Colzi Ilaria, Taiti Cosimo, Marone Elettra, Magnelli Susanna, Gonnelli Cristina, Mancuso Stefano
Department of Agri-Food and Environmental Science, Università di Firenze, via delle Idee 30, Sesto Fiorentino, 50019 Firenze, Italy.
Faculty of Biosciences and Technologies for Agriculture, Food and Environment, Università di Teramo, via R. Balzarini 1, 64100 Teramo, Italy.
Food Chem. 2017 Dec 15;237:257-263. doi: 10.1016/j.foodchem.2017.05.071. Epub 2017 May 17.

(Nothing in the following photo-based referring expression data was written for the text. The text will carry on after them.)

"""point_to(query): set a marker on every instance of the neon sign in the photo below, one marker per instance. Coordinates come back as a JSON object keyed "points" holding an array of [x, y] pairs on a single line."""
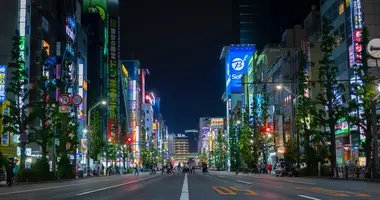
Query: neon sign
{"points": [[113, 67], [3, 78], [70, 32]]}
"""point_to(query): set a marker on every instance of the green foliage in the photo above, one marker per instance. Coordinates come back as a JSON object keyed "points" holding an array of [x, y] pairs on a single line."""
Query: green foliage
{"points": [[291, 154], [330, 89], [246, 140], [258, 139], [18, 92], [220, 151], [65, 169], [40, 171], [364, 93], [202, 156], [233, 145], [45, 108], [96, 140]]}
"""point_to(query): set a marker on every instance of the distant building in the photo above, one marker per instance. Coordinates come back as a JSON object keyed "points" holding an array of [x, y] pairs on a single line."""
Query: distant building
{"points": [[193, 140], [181, 144]]}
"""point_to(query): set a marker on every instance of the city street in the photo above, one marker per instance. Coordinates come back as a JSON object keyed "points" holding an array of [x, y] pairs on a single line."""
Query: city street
{"points": [[215, 185]]}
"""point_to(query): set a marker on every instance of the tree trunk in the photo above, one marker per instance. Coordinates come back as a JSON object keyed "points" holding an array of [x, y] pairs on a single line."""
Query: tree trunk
{"points": [[333, 148]]}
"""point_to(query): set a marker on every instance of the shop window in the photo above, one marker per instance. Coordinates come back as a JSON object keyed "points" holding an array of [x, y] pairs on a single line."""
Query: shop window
{"points": [[341, 7]]}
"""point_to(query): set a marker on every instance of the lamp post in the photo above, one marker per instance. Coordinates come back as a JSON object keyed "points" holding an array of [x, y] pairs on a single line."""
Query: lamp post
{"points": [[281, 87], [374, 135], [89, 125]]}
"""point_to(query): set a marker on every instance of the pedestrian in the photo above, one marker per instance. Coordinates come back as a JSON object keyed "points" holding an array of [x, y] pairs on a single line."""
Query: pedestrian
{"points": [[270, 168], [136, 169], [10, 173]]}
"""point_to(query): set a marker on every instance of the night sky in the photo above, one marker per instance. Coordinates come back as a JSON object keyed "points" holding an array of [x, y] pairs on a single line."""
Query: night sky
{"points": [[180, 43]]}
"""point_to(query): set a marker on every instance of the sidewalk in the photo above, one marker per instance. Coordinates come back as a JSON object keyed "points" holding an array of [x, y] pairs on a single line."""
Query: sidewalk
{"points": [[79, 179], [272, 176]]}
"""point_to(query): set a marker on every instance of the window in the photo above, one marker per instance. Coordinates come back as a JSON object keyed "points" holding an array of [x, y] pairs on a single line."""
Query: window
{"points": [[341, 7]]}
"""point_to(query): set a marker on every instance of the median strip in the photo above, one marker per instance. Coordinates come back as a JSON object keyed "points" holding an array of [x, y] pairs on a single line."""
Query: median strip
{"points": [[114, 186]]}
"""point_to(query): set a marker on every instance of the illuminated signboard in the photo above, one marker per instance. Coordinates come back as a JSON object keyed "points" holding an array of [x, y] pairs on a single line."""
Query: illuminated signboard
{"points": [[357, 27], [4, 135], [47, 46], [355, 53], [113, 66], [341, 127], [3, 78], [84, 85], [124, 70], [237, 64], [148, 98]]}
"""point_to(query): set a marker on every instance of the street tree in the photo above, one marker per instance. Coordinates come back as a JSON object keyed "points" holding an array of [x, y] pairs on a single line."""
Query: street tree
{"points": [[233, 144], [364, 90], [258, 139], [221, 149], [96, 140], [245, 138], [329, 104], [44, 108], [305, 126], [18, 119]]}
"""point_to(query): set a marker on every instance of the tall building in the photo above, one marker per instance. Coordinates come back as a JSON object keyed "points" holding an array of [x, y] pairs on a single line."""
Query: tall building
{"points": [[244, 20], [192, 136], [16, 15], [181, 144], [348, 19]]}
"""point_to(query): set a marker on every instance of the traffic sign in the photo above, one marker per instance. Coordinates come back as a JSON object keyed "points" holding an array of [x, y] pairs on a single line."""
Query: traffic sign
{"points": [[76, 100], [64, 99], [64, 109]]}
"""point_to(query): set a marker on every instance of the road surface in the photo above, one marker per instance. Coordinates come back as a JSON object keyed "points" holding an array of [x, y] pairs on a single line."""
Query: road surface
{"points": [[198, 186]]}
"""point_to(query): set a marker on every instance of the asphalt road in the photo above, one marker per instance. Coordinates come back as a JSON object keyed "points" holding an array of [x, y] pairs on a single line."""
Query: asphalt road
{"points": [[198, 186]]}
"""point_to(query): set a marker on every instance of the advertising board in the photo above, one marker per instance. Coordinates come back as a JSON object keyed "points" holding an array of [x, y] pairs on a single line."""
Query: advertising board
{"points": [[237, 64]]}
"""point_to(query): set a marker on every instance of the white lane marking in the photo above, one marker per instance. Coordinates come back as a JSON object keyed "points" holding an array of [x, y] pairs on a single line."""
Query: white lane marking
{"points": [[185, 190], [106, 188], [307, 197], [56, 187], [301, 182], [244, 182]]}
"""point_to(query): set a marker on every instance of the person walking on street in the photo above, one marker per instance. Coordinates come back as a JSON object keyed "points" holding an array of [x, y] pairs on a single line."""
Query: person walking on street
{"points": [[270, 168], [10, 173], [136, 169]]}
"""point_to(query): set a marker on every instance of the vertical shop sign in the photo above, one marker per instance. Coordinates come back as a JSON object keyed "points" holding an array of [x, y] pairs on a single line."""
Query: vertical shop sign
{"points": [[2, 83], [356, 54], [113, 66]]}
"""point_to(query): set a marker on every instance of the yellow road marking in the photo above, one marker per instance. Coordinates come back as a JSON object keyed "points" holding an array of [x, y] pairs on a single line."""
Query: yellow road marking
{"points": [[223, 190], [249, 192], [323, 191], [354, 193]]}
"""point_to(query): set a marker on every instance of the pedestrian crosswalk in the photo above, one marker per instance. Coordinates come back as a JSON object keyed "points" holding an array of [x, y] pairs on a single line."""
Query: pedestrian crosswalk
{"points": [[334, 193]]}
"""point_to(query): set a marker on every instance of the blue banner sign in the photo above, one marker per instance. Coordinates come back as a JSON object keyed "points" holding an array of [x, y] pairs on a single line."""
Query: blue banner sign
{"points": [[236, 65]]}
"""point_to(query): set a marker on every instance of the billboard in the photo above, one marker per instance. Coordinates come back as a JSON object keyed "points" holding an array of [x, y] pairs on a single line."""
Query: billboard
{"points": [[113, 67], [236, 65]]}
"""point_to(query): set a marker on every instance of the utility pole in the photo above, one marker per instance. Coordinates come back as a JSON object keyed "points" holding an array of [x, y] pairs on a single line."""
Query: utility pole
{"points": [[375, 136]]}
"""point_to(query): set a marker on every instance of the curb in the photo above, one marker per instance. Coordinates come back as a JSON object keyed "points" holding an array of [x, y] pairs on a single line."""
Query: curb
{"points": [[321, 177]]}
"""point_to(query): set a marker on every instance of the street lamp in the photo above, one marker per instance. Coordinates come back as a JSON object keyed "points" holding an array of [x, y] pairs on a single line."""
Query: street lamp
{"points": [[103, 102], [374, 133], [281, 87]]}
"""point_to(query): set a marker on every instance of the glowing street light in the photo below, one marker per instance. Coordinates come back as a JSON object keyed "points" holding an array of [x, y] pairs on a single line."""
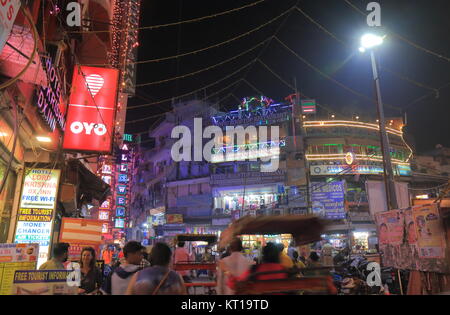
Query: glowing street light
{"points": [[44, 139], [369, 41]]}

This work was performed to evaluate the possible application of PTR-ToF-MS technique in distinguishing between Coffea arabica (Arabica) and Coffea canephora var. robusta (Robusta) commercial stocks in each step of the processing chain (green beans, roasted beans, ground coffee, brews). volatile organic compounds (VOC) spectra from coffee samples of 7 Arabica and 6 Robusta commercial stocks were recorded and submitted to multivariate statistical analysis. Results clearly showed that, in each stage of the coffee processing, the volatile composition of coffee is highly influenced by the species. Actually, with the exception of green beans, PTR-ToF-MS technique was able to correctly recognize Arabica and Robusta samples. Particularly, among 134 tentatively identified VOCs, some masses (16 for roasted coffee, 12 for ground coffee and 12 for brewed coffee) were found to significantly discriminate the two species. Therefore, headspace VOC analyses was showed to represent a valuable tool to distinguish between Arabica and Robusta.
本研究旨在评估质子转移反应-飞行时间质谱(PTR-ToF-MS)技术在咖啡加工链各环节(生豆、烘焙豆、研磨咖啡、冲泡咖啡)区分阿拉比卡咖啡(Arabica)和卡内弗拉咖啡变种罗布斯塔咖啡(Robusta)商业库存方面的潜在应用。记录了来自7种阿拉比卡和6种罗布斯塔商业库存咖啡样品的挥发性有机化合物(VOC)光谱,并进行多变量统计分析。结果清楚地表明,在咖啡加工的每个阶段,咖啡的挥发性成分都受到品种的高度影响。实际上,除了生豆外,PTR-ToF-MS技术能够正确识别阿拉比卡和罗布斯塔样品。特别是,在134种初步鉴定的VOC中,发现一些质量数(烘焙咖啡中有16个,研磨咖啡中有12个,冲泡咖啡中有12个)能够显著区分这两个品种。因此,顶空VOC分析被证明是区分阿拉比卡和罗布斯塔的一种有价值的工具。